Stimulating stagnant markets 

The movement from FEMA is part of a domino effect set in motion by the Homeowner Flood Insurance Affordability Act, which was enacted March 21 by President Barack Obama after receiving bipartisan congressional support. Since then, Biggert-Waters mandates have been gradually phased out, but the official change makes some 1.1 million American properties - and 82,000 in Louisiana alone - incrementally more marketable.

"For many middle-class families, the single most important investment is their home," Landrieu said, noting that she also asked Miller about devising a system through which homeowners who were already paying the increased rates could be reimbursed. "Biggert-Waters threatened to eliminate the equity they had built and rob them of their most valuable asset. The elimination of the property sales penalty will restore confidence in the real estate market and allow up to 82,000 middle class families in Louisiana to continue living where they work to produce the goods and products necessary for continued economic growth."

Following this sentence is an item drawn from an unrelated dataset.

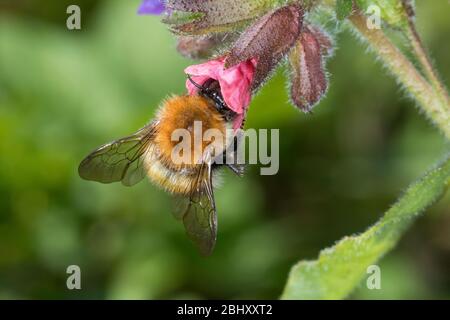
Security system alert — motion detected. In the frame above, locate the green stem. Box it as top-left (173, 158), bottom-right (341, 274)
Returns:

In places like the New Orleans metro area and Florida markets such as greater Tampa and along the panhandle, property values have fallen significantly since the implementation of Biggert-Waters. Real estate professionals and homeowners alike have lamented that the premium provision, in particular, made many homes essentially impossible to sell given the increased costs of ownership any new buyers would face.

As a result, the movement to reform the Biggert-Waters Act - which was itself initially considered a measure of reform for the National Flood Insurance Program - gained steam from both sides of the political aisle and from representatives all across the country. The effects of Superstorm Sandy, which ravaged much of the Northeast in late 2012, provided a harsh reminder that flooding poses a threat to communities all over the country, not just along the Gulf of Mexico or other coastal regions. Reps. Bill Cassidy, D-La., and Michael Grimm, R-N.Y., among other longstanding proponents of Biggert-Waters repeal, expressed satisfaction despite the fact that they wished FEMA would have moved to act more quickly.

In any event, the altered rules for insurance premiums will surely boost home equity levels and stimulate buying activity in many previously downtrodden markets.